Computational musicology requires high-quality data, and sampling, gathering, and curating musical data is a big part of what the CCMLab does. Below is a frequently updated list of not only our own datasets, but also numerous other musical datasets that are publicly available.

CCML datasets

CoCoPops: Billboard
- Melodic and harmonic transcriptions of 749 files sampled from the Billboard Hot100
- Encoded in humdrum format.
CoCoPops: Rollingstone
- Melodic and harmonic transcriptions of 200 songs from Rolling Stone's list of Greatest Songs of All Time
- Encoded in humdrum format.
MCFlow
- Transcriptions of rhythm and rhyme in 124 popular rap songs.
- Encoded in humdrum format.
Star Wars Thematic Corpus
- John Williams Themes
- Encoded in humdrum format.
Regional Hip-Hop
- An adendum to MCFlow.
- Encoded in humdrum format.
Sanidha
- Studio-quality video and source-separated audio recordings of 8 hours of Carnatic music, performed by expert musicians.
- Encoded in audio/video format.

Other datasets

The Musical Corpora Register is an excellent list of musical corpora, curated by Daniel Harasim at the École Polytechnique Fédérale de Lausanne, in Switzerland. We maintain a similar “MusoRepo” list on github as well. Another great resource is the Digital Resources for Musicology page, hosted by Stanford’s center for the Computer Assisted Research in the Humanities—don’t miss the links to their ADAM and EVE resources.

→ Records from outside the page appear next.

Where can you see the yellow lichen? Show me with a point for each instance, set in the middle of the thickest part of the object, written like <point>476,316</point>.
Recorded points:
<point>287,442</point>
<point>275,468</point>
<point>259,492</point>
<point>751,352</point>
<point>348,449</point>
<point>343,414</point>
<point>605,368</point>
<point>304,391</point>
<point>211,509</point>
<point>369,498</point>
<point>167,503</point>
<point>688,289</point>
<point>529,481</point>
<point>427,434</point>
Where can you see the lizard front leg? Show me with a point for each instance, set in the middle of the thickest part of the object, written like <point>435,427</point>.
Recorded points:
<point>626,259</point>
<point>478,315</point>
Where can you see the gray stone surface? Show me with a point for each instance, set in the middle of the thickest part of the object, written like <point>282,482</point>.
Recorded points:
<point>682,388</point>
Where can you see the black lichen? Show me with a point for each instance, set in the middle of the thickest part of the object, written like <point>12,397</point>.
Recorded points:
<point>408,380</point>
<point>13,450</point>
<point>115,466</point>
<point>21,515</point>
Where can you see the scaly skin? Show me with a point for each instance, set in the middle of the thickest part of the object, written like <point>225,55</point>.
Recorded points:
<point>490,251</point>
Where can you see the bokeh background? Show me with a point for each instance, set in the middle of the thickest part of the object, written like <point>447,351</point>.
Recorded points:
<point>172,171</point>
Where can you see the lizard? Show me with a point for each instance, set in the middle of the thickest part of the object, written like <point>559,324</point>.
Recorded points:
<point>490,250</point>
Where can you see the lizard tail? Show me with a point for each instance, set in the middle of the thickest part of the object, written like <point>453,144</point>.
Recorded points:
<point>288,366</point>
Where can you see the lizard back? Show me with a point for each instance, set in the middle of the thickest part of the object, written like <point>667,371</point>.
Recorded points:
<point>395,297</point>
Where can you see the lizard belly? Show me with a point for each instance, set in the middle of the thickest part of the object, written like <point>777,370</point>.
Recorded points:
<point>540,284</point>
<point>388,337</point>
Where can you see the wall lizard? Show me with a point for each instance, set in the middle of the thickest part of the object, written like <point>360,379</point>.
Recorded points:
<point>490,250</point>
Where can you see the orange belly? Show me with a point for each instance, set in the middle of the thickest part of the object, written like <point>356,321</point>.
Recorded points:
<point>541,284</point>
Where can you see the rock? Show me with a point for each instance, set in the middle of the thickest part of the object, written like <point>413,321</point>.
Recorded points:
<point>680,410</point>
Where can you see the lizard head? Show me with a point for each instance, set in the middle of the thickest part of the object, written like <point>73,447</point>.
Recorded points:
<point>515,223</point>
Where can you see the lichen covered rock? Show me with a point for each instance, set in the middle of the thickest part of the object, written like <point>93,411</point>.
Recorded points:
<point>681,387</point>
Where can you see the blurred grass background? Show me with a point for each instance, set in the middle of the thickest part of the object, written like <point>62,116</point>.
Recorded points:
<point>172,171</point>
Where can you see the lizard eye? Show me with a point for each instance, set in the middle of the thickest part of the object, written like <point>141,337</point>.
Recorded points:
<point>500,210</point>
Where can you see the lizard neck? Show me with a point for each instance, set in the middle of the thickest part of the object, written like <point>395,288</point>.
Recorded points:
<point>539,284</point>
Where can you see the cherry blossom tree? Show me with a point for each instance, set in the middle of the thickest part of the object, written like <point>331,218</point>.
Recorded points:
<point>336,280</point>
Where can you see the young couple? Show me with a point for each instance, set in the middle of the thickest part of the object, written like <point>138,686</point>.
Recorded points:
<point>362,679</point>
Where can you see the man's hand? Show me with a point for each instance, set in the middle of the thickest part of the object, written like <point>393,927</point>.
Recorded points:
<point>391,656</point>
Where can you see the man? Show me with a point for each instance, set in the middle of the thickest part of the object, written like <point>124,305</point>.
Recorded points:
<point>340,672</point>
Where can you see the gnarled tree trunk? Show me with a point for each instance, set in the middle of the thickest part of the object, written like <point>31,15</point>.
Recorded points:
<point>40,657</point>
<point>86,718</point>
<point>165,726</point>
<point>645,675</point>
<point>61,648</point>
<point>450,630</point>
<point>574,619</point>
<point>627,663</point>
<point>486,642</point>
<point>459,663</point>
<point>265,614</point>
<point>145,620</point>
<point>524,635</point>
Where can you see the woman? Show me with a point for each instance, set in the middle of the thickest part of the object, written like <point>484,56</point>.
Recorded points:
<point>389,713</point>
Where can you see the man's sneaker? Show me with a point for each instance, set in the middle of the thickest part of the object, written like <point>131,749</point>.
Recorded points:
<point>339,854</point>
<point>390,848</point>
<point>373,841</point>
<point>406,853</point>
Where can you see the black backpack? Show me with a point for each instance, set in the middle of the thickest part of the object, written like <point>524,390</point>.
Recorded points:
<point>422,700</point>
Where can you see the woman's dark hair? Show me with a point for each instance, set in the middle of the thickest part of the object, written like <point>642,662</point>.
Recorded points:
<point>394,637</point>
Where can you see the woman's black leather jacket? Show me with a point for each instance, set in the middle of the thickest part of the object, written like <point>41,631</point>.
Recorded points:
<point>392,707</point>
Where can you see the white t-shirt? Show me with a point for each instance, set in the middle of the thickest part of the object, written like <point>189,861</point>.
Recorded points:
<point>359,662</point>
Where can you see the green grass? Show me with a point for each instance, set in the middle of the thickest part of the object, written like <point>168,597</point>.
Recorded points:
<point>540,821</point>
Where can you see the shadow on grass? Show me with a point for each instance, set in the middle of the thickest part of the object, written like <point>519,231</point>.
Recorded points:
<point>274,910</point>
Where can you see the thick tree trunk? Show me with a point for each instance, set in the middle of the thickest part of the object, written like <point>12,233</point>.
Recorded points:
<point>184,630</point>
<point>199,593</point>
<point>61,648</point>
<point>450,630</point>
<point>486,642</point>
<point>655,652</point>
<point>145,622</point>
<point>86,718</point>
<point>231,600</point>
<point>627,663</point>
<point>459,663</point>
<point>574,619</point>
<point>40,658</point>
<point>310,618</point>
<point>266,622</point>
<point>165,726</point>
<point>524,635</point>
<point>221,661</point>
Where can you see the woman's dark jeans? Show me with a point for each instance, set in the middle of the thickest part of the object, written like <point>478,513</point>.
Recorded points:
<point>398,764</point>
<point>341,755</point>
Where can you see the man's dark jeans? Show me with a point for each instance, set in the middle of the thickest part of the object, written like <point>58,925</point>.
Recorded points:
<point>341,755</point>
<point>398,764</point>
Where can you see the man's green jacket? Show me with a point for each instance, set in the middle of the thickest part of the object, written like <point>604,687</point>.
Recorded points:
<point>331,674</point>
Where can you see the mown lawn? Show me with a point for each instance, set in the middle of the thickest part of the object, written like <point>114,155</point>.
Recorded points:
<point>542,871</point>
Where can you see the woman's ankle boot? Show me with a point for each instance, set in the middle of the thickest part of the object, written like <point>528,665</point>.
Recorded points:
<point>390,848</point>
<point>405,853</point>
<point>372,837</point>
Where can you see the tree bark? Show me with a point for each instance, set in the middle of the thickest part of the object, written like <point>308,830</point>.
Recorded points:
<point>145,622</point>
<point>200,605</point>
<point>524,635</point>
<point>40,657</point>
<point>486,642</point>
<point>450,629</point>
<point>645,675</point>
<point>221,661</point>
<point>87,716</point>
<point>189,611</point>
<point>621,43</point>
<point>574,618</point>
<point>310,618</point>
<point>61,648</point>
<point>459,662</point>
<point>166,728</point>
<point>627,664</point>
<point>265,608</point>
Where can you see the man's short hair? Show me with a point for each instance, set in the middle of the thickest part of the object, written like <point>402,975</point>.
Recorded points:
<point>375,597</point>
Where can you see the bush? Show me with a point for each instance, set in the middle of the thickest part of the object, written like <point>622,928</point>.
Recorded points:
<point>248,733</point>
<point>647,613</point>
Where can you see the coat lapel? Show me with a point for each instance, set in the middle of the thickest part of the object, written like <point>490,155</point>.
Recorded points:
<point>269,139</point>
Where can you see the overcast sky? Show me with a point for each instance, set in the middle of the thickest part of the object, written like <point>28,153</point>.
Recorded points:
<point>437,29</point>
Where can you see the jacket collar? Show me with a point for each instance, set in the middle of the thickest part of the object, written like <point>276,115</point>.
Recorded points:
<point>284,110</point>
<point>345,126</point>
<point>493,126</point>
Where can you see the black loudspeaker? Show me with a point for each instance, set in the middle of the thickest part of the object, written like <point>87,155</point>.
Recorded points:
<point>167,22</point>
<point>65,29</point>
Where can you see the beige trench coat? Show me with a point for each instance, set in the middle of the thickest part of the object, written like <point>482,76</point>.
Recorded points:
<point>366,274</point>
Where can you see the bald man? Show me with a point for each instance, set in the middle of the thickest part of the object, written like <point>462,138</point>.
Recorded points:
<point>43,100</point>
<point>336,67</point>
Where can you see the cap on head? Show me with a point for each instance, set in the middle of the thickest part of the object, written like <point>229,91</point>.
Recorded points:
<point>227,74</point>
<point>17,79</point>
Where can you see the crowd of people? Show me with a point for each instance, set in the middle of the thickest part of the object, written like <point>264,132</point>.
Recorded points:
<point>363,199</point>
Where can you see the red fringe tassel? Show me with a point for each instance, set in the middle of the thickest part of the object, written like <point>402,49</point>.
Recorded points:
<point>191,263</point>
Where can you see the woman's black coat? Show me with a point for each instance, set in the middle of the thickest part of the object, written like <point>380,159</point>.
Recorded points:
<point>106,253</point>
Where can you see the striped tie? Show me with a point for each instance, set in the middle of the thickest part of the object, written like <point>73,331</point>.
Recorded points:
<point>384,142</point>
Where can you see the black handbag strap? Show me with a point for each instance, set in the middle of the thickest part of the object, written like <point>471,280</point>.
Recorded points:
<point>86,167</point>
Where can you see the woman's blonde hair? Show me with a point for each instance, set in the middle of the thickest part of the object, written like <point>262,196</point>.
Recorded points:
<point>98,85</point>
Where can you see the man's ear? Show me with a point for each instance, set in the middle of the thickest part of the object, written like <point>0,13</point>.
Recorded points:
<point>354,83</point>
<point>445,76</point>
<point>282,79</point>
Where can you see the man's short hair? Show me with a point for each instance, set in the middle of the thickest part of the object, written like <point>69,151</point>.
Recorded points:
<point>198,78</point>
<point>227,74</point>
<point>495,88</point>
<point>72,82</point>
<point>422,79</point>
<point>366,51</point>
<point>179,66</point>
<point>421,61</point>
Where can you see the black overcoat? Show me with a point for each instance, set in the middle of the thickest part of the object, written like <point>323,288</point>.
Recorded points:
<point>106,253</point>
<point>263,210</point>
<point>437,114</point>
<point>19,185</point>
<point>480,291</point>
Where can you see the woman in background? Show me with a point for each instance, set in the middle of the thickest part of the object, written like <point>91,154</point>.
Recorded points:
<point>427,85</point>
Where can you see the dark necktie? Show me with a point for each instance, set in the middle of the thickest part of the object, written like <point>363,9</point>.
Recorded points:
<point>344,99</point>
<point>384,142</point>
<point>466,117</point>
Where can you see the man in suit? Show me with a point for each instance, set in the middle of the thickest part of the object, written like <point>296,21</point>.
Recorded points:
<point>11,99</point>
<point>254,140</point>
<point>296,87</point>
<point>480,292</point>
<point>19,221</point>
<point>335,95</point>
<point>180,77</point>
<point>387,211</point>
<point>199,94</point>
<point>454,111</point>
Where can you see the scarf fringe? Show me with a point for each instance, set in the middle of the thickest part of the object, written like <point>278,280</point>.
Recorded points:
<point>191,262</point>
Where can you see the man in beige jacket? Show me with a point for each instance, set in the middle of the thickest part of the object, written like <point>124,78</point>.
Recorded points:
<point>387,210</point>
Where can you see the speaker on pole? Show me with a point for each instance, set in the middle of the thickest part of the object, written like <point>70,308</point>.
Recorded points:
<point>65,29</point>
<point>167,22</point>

More generally, you find many humdrum datasets on github by searching the hashtags #digital-scores or #humdrum (or both). If you post your own datasets on github, please add appropriate tags, and ask to add your data to the Musical Corpora Register!

Digital Edition of Beethoven Piano Sonatas
- Digital edition of L. van Beethoven's piano sonatas in the Humdrum file format, based on the Durand 1915 edition edited by Paul Dukas.
- Encoded in humdrum format.
The McGill Billboard Project
- Harmonic transcriptions of 749 tracks from the Billboard Hot 100.
- Encoded in custom format.